The VO2-max readout is also a super handy feature for those wishing to develop their fitness, and at the end of the day, the sleep analysis feature breaks down deep and light sleep. I’ve compared nights where I’d slept poorly against nights where I’d slept well, and the watch certainly seems to tell the difference.
All of this information can be reviewed in the Garmin Connect app, for both Android and iOS. Data is automatically transferred from the watch at regular intervals, or you can trigger an upload manually for instant analysis.
The app gives wonderfully detailed and clear presentations of the data: the heart-rate and speed overlap graph, for example, is both cool and useful. In the picture below you can see how the Forerunner 35 has registered when I began doing my sprints routine at my latest track class. Indeed, both the heart-rate and speed spikes are spot on for the twenty 200m sprints we did, which is particularly impressive when I used the cardio feature rather than GPS for that workout.
There are just a few points where the Forerunner 35 falls short. Firstly, although it’s waterproof, it lacks a proper swim-tracking feature. You can record cardio data and then retrospectively categorise it as a swimming session in the Connect app, but it would be nice to be able to look down between lengths and see how far you’ve swum, or check your stroke rate.

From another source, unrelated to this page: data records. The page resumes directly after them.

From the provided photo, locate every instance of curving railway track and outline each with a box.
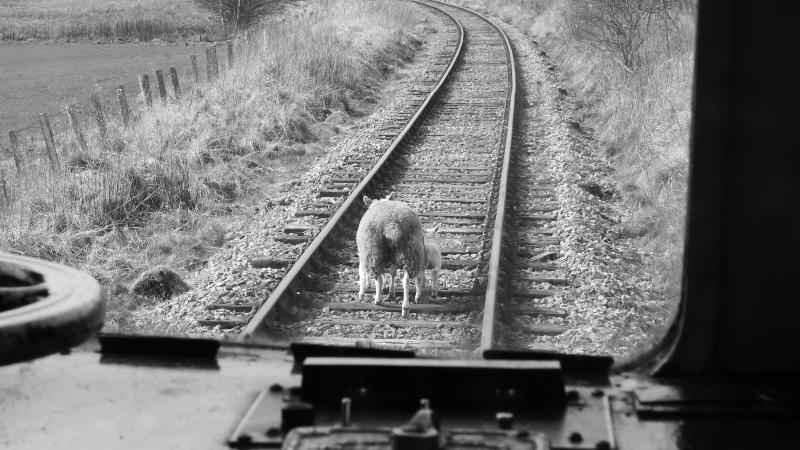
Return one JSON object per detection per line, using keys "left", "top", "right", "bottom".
{"left": 198, "top": 0, "right": 569, "bottom": 354}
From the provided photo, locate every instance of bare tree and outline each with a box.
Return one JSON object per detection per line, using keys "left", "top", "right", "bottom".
{"left": 566, "top": 0, "right": 683, "bottom": 73}
{"left": 196, "top": 0, "right": 272, "bottom": 36}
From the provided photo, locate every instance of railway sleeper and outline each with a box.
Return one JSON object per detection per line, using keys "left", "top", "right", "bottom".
{"left": 323, "top": 285, "right": 483, "bottom": 297}
{"left": 300, "top": 336, "right": 476, "bottom": 351}
{"left": 510, "top": 288, "right": 559, "bottom": 298}
{"left": 511, "top": 322, "right": 568, "bottom": 336}
{"left": 295, "top": 209, "right": 332, "bottom": 217}
{"left": 206, "top": 303, "right": 256, "bottom": 312}
{"left": 283, "top": 224, "right": 322, "bottom": 234}
{"left": 315, "top": 317, "right": 474, "bottom": 329}
{"left": 197, "top": 318, "right": 245, "bottom": 329}
{"left": 505, "top": 304, "right": 568, "bottom": 317}
{"left": 274, "top": 234, "right": 313, "bottom": 244}
{"left": 324, "top": 302, "right": 474, "bottom": 314}
{"left": 341, "top": 257, "right": 485, "bottom": 270}
{"left": 511, "top": 273, "right": 569, "bottom": 285}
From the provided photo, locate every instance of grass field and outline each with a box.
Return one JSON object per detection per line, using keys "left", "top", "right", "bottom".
{"left": 0, "top": 0, "right": 427, "bottom": 331}
{"left": 0, "top": 42, "right": 208, "bottom": 133}
{"left": 0, "top": 0, "right": 218, "bottom": 42}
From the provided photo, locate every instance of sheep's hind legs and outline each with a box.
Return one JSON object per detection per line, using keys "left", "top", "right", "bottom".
{"left": 414, "top": 272, "right": 424, "bottom": 303}
{"left": 373, "top": 272, "right": 384, "bottom": 305}
{"left": 357, "top": 262, "right": 367, "bottom": 302}
{"left": 401, "top": 271, "right": 411, "bottom": 318}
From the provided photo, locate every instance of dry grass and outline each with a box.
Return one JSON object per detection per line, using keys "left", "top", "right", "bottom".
{"left": 0, "top": 0, "right": 425, "bottom": 329}
{"left": 455, "top": 0, "right": 694, "bottom": 355}
{"left": 0, "top": 0, "right": 218, "bottom": 42}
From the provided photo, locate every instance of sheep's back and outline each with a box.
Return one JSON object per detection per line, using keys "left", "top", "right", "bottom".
{"left": 356, "top": 200, "right": 426, "bottom": 277}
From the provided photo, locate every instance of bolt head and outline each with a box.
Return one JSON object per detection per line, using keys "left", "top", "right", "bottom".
{"left": 568, "top": 432, "right": 583, "bottom": 444}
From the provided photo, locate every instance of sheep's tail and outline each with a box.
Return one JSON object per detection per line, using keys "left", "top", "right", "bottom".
{"left": 383, "top": 222, "right": 402, "bottom": 247}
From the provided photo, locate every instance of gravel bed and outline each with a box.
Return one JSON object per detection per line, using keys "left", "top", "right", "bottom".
{"left": 487, "top": 16, "right": 668, "bottom": 360}
{"left": 119, "top": 6, "right": 453, "bottom": 338}
{"left": 260, "top": 4, "right": 515, "bottom": 349}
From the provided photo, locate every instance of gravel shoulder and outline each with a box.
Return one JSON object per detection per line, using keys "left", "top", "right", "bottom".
{"left": 489, "top": 16, "right": 671, "bottom": 360}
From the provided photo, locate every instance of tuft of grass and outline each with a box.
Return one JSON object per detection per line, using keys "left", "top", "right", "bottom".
{"left": 0, "top": 0, "right": 427, "bottom": 331}
{"left": 0, "top": 0, "right": 219, "bottom": 42}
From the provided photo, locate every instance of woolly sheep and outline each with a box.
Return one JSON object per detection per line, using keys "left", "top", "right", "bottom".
{"left": 386, "top": 224, "right": 441, "bottom": 298}
{"left": 356, "top": 193, "right": 426, "bottom": 318}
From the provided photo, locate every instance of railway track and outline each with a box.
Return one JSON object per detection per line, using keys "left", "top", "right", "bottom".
{"left": 199, "top": 1, "right": 568, "bottom": 354}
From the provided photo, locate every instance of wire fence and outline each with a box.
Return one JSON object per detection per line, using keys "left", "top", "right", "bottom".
{"left": 0, "top": 39, "right": 242, "bottom": 176}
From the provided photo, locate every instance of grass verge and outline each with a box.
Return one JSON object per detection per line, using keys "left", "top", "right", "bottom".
{"left": 0, "top": 0, "right": 219, "bottom": 42}
{"left": 0, "top": 0, "right": 427, "bottom": 330}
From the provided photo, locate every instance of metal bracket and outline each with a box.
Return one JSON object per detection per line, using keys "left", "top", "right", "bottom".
{"left": 227, "top": 357, "right": 615, "bottom": 449}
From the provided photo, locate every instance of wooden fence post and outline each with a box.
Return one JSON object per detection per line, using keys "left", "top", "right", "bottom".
{"left": 227, "top": 40, "right": 234, "bottom": 69}
{"left": 169, "top": 67, "right": 181, "bottom": 101}
{"left": 155, "top": 69, "right": 167, "bottom": 103}
{"left": 117, "top": 86, "right": 130, "bottom": 126}
{"left": 138, "top": 74, "right": 153, "bottom": 107}
{"left": 90, "top": 93, "right": 107, "bottom": 140}
{"left": 206, "top": 45, "right": 219, "bottom": 81}
{"left": 190, "top": 55, "right": 200, "bottom": 84}
{"left": 65, "top": 105, "right": 88, "bottom": 153}
{"left": 38, "top": 113, "right": 61, "bottom": 172}
{"left": 7, "top": 130, "right": 23, "bottom": 174}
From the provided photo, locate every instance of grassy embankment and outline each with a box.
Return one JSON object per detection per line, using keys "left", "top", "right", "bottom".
{"left": 0, "top": 0, "right": 218, "bottom": 42}
{"left": 459, "top": 0, "right": 695, "bottom": 350}
{"left": 0, "top": 0, "right": 425, "bottom": 329}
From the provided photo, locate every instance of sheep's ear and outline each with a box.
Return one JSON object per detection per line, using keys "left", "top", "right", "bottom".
{"left": 385, "top": 192, "right": 394, "bottom": 201}
{"left": 363, "top": 196, "right": 373, "bottom": 206}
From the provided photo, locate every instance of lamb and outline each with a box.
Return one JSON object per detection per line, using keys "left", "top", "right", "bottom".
{"left": 386, "top": 224, "right": 441, "bottom": 298}
{"left": 356, "top": 193, "right": 426, "bottom": 318}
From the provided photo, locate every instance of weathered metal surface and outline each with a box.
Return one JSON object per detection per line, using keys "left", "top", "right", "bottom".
{"left": 0, "top": 252, "right": 104, "bottom": 365}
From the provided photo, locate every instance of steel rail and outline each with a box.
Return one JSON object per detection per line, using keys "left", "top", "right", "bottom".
{"left": 430, "top": 2, "right": 517, "bottom": 352}
{"left": 237, "top": 3, "right": 466, "bottom": 341}
{"left": 425, "top": 0, "right": 518, "bottom": 352}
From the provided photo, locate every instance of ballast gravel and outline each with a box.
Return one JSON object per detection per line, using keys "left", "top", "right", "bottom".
{"left": 487, "top": 16, "right": 670, "bottom": 360}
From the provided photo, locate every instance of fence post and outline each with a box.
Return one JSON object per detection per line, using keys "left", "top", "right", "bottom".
{"left": 65, "top": 105, "right": 88, "bottom": 153}
{"left": 117, "top": 86, "right": 130, "bottom": 126}
{"left": 38, "top": 113, "right": 61, "bottom": 172}
{"left": 206, "top": 45, "right": 219, "bottom": 81}
{"left": 190, "top": 55, "right": 200, "bottom": 84}
{"left": 7, "top": 130, "right": 23, "bottom": 174}
{"left": 155, "top": 69, "right": 168, "bottom": 103}
{"left": 227, "top": 40, "right": 234, "bottom": 69}
{"left": 169, "top": 67, "right": 182, "bottom": 101}
{"left": 90, "top": 93, "right": 108, "bottom": 140}
{"left": 138, "top": 74, "right": 153, "bottom": 107}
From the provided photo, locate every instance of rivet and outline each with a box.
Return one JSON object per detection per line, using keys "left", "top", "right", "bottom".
{"left": 265, "top": 427, "right": 281, "bottom": 438}
{"left": 269, "top": 383, "right": 284, "bottom": 393}
{"left": 595, "top": 440, "right": 611, "bottom": 450}
{"left": 288, "top": 386, "right": 302, "bottom": 397}
{"left": 341, "top": 397, "right": 352, "bottom": 427}
{"left": 566, "top": 390, "right": 580, "bottom": 401}
{"left": 496, "top": 412, "right": 514, "bottom": 430}
{"left": 591, "top": 388, "right": 605, "bottom": 397}
{"left": 237, "top": 433, "right": 253, "bottom": 443}
{"left": 569, "top": 432, "right": 583, "bottom": 444}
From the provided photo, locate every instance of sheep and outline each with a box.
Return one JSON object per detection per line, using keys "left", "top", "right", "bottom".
{"left": 386, "top": 224, "right": 441, "bottom": 298}
{"left": 356, "top": 193, "right": 426, "bottom": 318}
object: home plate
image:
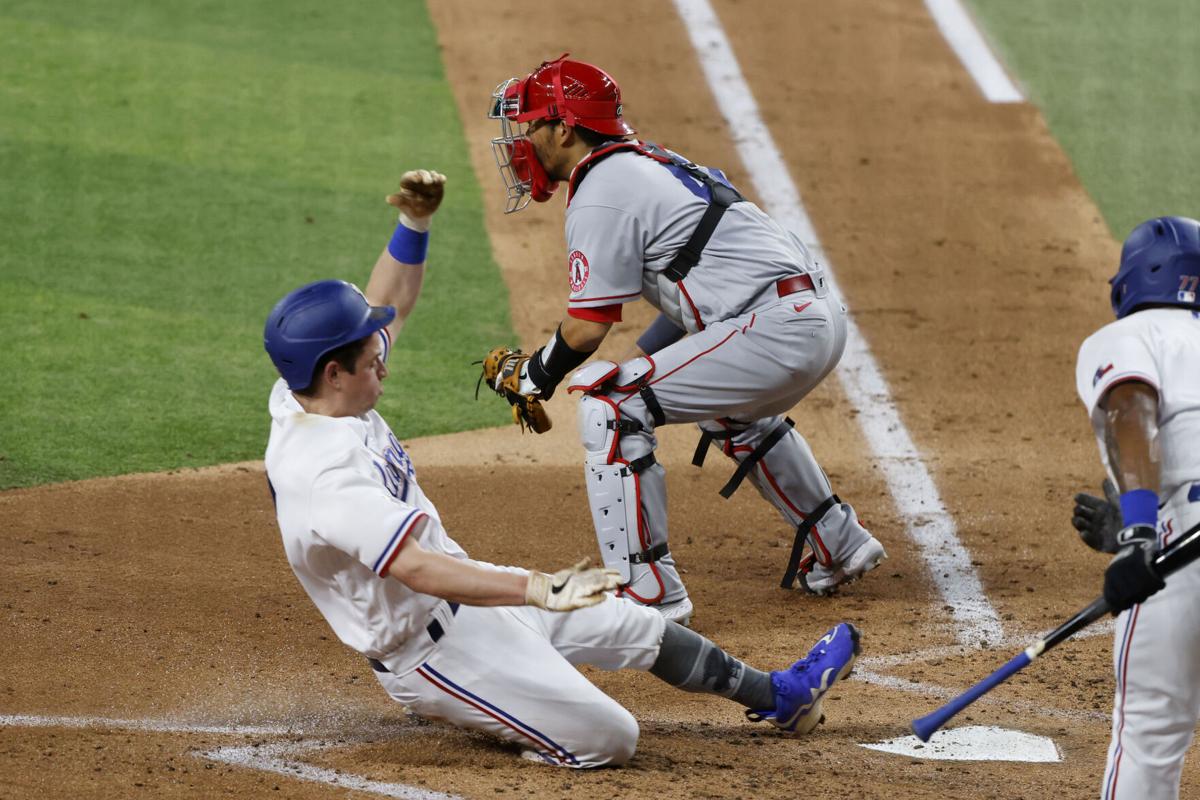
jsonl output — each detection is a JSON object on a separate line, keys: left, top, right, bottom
{"left": 860, "top": 726, "right": 1061, "bottom": 762}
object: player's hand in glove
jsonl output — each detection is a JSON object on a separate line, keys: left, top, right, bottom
{"left": 526, "top": 559, "right": 621, "bottom": 612}
{"left": 386, "top": 169, "right": 446, "bottom": 230}
{"left": 1104, "top": 533, "right": 1165, "bottom": 613}
{"left": 477, "top": 346, "right": 552, "bottom": 433}
{"left": 1072, "top": 478, "right": 1122, "bottom": 553}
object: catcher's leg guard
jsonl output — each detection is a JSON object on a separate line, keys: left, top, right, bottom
{"left": 577, "top": 393, "right": 686, "bottom": 608}
{"left": 696, "top": 417, "right": 885, "bottom": 592}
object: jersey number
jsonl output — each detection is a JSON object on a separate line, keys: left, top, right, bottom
{"left": 663, "top": 161, "right": 738, "bottom": 201}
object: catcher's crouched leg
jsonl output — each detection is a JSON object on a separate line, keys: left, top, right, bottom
{"left": 574, "top": 373, "right": 688, "bottom": 620}
{"left": 695, "top": 417, "right": 885, "bottom": 594}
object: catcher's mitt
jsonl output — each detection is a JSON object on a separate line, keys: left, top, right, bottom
{"left": 477, "top": 346, "right": 552, "bottom": 434}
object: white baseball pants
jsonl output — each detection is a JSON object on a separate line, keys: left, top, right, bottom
{"left": 372, "top": 596, "right": 665, "bottom": 768}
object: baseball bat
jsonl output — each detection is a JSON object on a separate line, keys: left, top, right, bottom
{"left": 910, "top": 520, "right": 1200, "bottom": 742}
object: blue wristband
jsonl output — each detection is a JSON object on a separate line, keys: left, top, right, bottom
{"left": 1119, "top": 489, "right": 1158, "bottom": 528}
{"left": 387, "top": 221, "right": 430, "bottom": 264}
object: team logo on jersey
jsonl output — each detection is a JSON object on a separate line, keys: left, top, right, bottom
{"left": 374, "top": 431, "right": 415, "bottom": 501}
{"left": 1092, "top": 363, "right": 1114, "bottom": 387}
{"left": 568, "top": 250, "right": 590, "bottom": 293}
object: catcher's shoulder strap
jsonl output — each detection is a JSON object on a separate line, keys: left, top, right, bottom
{"left": 567, "top": 140, "right": 745, "bottom": 283}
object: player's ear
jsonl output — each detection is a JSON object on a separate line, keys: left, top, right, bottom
{"left": 323, "top": 359, "right": 342, "bottom": 390}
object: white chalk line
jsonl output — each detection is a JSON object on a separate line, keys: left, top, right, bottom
{"left": 851, "top": 667, "right": 1107, "bottom": 723}
{"left": 848, "top": 622, "right": 1118, "bottom": 723}
{"left": 0, "top": 714, "right": 294, "bottom": 736}
{"left": 201, "top": 739, "right": 461, "bottom": 800}
{"left": 672, "top": 0, "right": 1004, "bottom": 647}
{"left": 0, "top": 714, "right": 459, "bottom": 800}
{"left": 924, "top": 0, "right": 1024, "bottom": 103}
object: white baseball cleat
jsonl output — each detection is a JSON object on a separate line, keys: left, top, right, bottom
{"left": 651, "top": 596, "right": 694, "bottom": 627}
{"left": 797, "top": 537, "right": 887, "bottom": 596}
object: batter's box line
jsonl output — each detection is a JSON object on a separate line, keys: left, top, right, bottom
{"left": 199, "top": 739, "right": 460, "bottom": 800}
{"left": 0, "top": 714, "right": 458, "bottom": 800}
{"left": 848, "top": 622, "right": 1117, "bottom": 724}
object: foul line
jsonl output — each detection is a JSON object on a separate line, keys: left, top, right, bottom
{"left": 672, "top": 0, "right": 1004, "bottom": 646}
{"left": 924, "top": 0, "right": 1024, "bottom": 103}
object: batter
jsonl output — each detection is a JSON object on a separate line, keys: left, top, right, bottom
{"left": 485, "top": 56, "right": 886, "bottom": 624}
{"left": 262, "top": 168, "right": 863, "bottom": 768}
{"left": 1071, "top": 215, "right": 1200, "bottom": 799}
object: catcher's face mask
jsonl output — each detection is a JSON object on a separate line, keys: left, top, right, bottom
{"left": 489, "top": 77, "right": 560, "bottom": 213}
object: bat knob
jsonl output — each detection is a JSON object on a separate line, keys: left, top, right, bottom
{"left": 910, "top": 716, "right": 938, "bottom": 742}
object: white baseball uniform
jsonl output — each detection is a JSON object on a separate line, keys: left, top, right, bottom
{"left": 1075, "top": 307, "right": 1200, "bottom": 800}
{"left": 564, "top": 144, "right": 881, "bottom": 607}
{"left": 264, "top": 330, "right": 666, "bottom": 767}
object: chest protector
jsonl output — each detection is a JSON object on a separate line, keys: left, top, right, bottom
{"left": 567, "top": 141, "right": 745, "bottom": 282}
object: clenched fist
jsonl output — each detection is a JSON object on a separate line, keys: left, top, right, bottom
{"left": 386, "top": 169, "right": 446, "bottom": 230}
{"left": 526, "top": 559, "right": 621, "bottom": 612}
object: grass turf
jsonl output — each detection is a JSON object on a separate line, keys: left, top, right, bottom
{"left": 0, "top": 1, "right": 515, "bottom": 488}
{"left": 968, "top": 0, "right": 1200, "bottom": 239}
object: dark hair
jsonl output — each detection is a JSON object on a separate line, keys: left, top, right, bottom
{"left": 294, "top": 335, "right": 370, "bottom": 398}
{"left": 574, "top": 125, "right": 628, "bottom": 149}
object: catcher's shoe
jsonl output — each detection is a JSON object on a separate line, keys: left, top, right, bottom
{"left": 798, "top": 536, "right": 887, "bottom": 596}
{"left": 746, "top": 622, "right": 861, "bottom": 734}
{"left": 651, "top": 596, "right": 694, "bottom": 627}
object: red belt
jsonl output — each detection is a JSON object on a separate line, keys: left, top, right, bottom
{"left": 776, "top": 274, "right": 814, "bottom": 297}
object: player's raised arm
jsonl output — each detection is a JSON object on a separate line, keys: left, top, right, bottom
{"left": 365, "top": 169, "right": 447, "bottom": 339}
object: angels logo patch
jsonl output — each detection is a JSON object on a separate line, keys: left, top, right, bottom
{"left": 568, "top": 250, "right": 590, "bottom": 293}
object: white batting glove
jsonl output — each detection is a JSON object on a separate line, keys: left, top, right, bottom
{"left": 386, "top": 169, "right": 447, "bottom": 231}
{"left": 525, "top": 559, "right": 621, "bottom": 612}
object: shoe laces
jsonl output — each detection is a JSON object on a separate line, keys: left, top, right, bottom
{"left": 774, "top": 647, "right": 827, "bottom": 698}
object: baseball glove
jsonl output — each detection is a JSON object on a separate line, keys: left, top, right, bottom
{"left": 477, "top": 346, "right": 552, "bottom": 434}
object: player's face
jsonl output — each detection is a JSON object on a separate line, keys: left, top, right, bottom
{"left": 342, "top": 335, "right": 388, "bottom": 415}
{"left": 527, "top": 120, "right": 570, "bottom": 180}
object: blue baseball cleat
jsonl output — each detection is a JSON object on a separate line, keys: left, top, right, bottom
{"left": 746, "top": 622, "right": 861, "bottom": 734}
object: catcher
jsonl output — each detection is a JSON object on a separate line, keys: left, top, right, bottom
{"left": 478, "top": 56, "right": 885, "bottom": 626}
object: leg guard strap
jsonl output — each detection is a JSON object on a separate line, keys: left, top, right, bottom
{"left": 639, "top": 383, "right": 667, "bottom": 427}
{"left": 630, "top": 541, "right": 670, "bottom": 565}
{"left": 780, "top": 494, "right": 841, "bottom": 589}
{"left": 691, "top": 426, "right": 734, "bottom": 467}
{"left": 718, "top": 418, "right": 796, "bottom": 499}
{"left": 610, "top": 418, "right": 644, "bottom": 434}
{"left": 627, "top": 453, "right": 657, "bottom": 474}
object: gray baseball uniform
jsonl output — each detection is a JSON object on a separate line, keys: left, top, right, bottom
{"left": 566, "top": 143, "right": 885, "bottom": 615}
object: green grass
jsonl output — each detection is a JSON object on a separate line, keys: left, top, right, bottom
{"left": 0, "top": 1, "right": 515, "bottom": 488}
{"left": 968, "top": 0, "right": 1200, "bottom": 238}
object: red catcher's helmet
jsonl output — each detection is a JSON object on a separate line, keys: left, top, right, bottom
{"left": 508, "top": 55, "right": 635, "bottom": 136}
{"left": 489, "top": 54, "right": 635, "bottom": 213}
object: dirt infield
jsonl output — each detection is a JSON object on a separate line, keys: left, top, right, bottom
{"left": 4, "top": 1, "right": 1196, "bottom": 798}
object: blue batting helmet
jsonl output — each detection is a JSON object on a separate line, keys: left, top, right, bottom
{"left": 1111, "top": 216, "right": 1200, "bottom": 319}
{"left": 263, "top": 280, "right": 396, "bottom": 390}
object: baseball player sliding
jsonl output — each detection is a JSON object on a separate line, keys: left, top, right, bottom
{"left": 480, "top": 55, "right": 886, "bottom": 625}
{"left": 261, "top": 169, "right": 862, "bottom": 767}
{"left": 1070, "top": 216, "right": 1200, "bottom": 799}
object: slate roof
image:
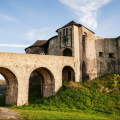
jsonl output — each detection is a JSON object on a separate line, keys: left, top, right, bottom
{"left": 56, "top": 20, "right": 95, "bottom": 34}
{"left": 25, "top": 40, "right": 47, "bottom": 51}
{"left": 25, "top": 35, "right": 58, "bottom": 51}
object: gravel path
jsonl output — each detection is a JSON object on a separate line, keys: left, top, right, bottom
{"left": 0, "top": 107, "right": 22, "bottom": 119}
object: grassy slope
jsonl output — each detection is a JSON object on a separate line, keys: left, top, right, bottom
{"left": 1, "top": 74, "right": 120, "bottom": 119}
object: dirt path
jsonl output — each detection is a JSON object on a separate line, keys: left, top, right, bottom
{"left": 0, "top": 107, "right": 22, "bottom": 119}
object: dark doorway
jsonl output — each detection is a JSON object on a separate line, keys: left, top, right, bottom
{"left": 68, "top": 71, "right": 71, "bottom": 81}
{"left": 62, "top": 66, "right": 75, "bottom": 82}
{"left": 63, "top": 49, "right": 72, "bottom": 56}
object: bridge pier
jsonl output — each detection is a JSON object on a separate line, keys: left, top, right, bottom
{"left": 17, "top": 76, "right": 29, "bottom": 106}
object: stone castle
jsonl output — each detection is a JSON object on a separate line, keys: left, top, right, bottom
{"left": 25, "top": 20, "right": 120, "bottom": 82}
{"left": 1, "top": 20, "right": 120, "bottom": 106}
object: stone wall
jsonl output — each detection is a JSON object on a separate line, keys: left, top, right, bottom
{"left": 73, "top": 25, "right": 81, "bottom": 82}
{"left": 48, "top": 36, "right": 60, "bottom": 55}
{"left": 95, "top": 37, "right": 120, "bottom": 76}
{"left": 80, "top": 26, "right": 98, "bottom": 81}
{"left": 0, "top": 52, "right": 75, "bottom": 106}
{"left": 26, "top": 47, "right": 43, "bottom": 54}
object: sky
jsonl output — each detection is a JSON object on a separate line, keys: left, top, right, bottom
{"left": 0, "top": 0, "right": 120, "bottom": 80}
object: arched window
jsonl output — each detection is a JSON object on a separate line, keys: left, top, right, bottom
{"left": 63, "top": 48, "right": 72, "bottom": 56}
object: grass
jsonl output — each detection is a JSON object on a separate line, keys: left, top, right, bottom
{"left": 17, "top": 109, "right": 111, "bottom": 120}
{"left": 1, "top": 73, "right": 120, "bottom": 119}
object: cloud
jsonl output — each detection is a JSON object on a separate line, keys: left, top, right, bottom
{"left": 0, "top": 44, "right": 30, "bottom": 48}
{"left": 0, "top": 74, "right": 5, "bottom": 80}
{"left": 59, "top": 0, "right": 112, "bottom": 29}
{"left": 0, "top": 13, "right": 18, "bottom": 22}
{"left": 26, "top": 27, "right": 53, "bottom": 41}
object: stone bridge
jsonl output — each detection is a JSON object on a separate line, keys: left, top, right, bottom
{"left": 0, "top": 52, "right": 80, "bottom": 106}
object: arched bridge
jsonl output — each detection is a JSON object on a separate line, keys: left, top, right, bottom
{"left": 0, "top": 52, "right": 78, "bottom": 106}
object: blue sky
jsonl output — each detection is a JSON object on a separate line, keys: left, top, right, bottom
{"left": 0, "top": 0, "right": 120, "bottom": 79}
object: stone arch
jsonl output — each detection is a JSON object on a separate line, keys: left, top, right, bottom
{"left": 29, "top": 67, "right": 55, "bottom": 98}
{"left": 0, "top": 67, "right": 18, "bottom": 105}
{"left": 63, "top": 48, "right": 72, "bottom": 56}
{"left": 62, "top": 66, "right": 75, "bottom": 82}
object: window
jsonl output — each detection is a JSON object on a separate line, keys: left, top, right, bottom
{"left": 70, "top": 28, "right": 72, "bottom": 45}
{"left": 59, "top": 32, "right": 61, "bottom": 37}
{"left": 109, "top": 53, "right": 114, "bottom": 58}
{"left": 66, "top": 28, "right": 68, "bottom": 36}
{"left": 60, "top": 32, "right": 61, "bottom": 48}
{"left": 99, "top": 52, "right": 103, "bottom": 57}
{"left": 63, "top": 29, "right": 65, "bottom": 37}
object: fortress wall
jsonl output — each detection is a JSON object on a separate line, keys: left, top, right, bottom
{"left": 48, "top": 37, "right": 60, "bottom": 55}
{"left": 95, "top": 38, "right": 120, "bottom": 76}
{"left": 80, "top": 26, "right": 97, "bottom": 81}
{"left": 0, "top": 52, "right": 75, "bottom": 106}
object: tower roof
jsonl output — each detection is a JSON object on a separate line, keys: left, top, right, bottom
{"left": 56, "top": 20, "right": 95, "bottom": 34}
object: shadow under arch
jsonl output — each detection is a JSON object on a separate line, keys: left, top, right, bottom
{"left": 0, "top": 67, "right": 18, "bottom": 105}
{"left": 29, "top": 67, "right": 55, "bottom": 99}
{"left": 62, "top": 66, "right": 75, "bottom": 82}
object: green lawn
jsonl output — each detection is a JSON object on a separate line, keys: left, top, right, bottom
{"left": 17, "top": 109, "right": 111, "bottom": 120}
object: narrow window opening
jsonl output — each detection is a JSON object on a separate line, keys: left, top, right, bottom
{"left": 109, "top": 53, "right": 114, "bottom": 58}
{"left": 60, "top": 32, "right": 61, "bottom": 49}
{"left": 70, "top": 28, "right": 72, "bottom": 47}
{"left": 99, "top": 52, "right": 103, "bottom": 57}
{"left": 59, "top": 32, "right": 61, "bottom": 37}
{"left": 66, "top": 28, "right": 68, "bottom": 36}
{"left": 63, "top": 29, "right": 65, "bottom": 37}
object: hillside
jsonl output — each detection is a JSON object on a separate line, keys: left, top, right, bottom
{"left": 0, "top": 80, "right": 6, "bottom": 85}
{"left": 12, "top": 73, "right": 120, "bottom": 119}
{"left": 1, "top": 74, "right": 120, "bottom": 119}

The Forerunner 35 also lacks a few features we’ve seen in other newer trackers, like the Vivosmart 4’s body battery and stress-level analysis. You might not need those features, but if you’re serious about your overall well-being then they’re nice to have.
Garmin Forerunner 35 review: Verdict
I mentioned earlier that the Forerunner 35 is a sports watch where less is more, and that’s a good summary of what you get: less cost, and less faff, with more features. It addresses all the key needs of a runner or training athlete, captures an impressive amount of health data and makes it very easy to review and analyse your workouts in the app.
What’s more, support for ANT+ sensors gives you the option to go for maximum accuracy – and the ability to check messages and notifications is a great bonus. The mammoth battery life, meanwhile, means it won’t let you down in the middle of a half-marathon.
For all these reasons, the Garmin Forerunner 35 was a highly tempting proposition when it launched back in 2016 at £170. Now, at nearly £50 less, it’s almost irresistible.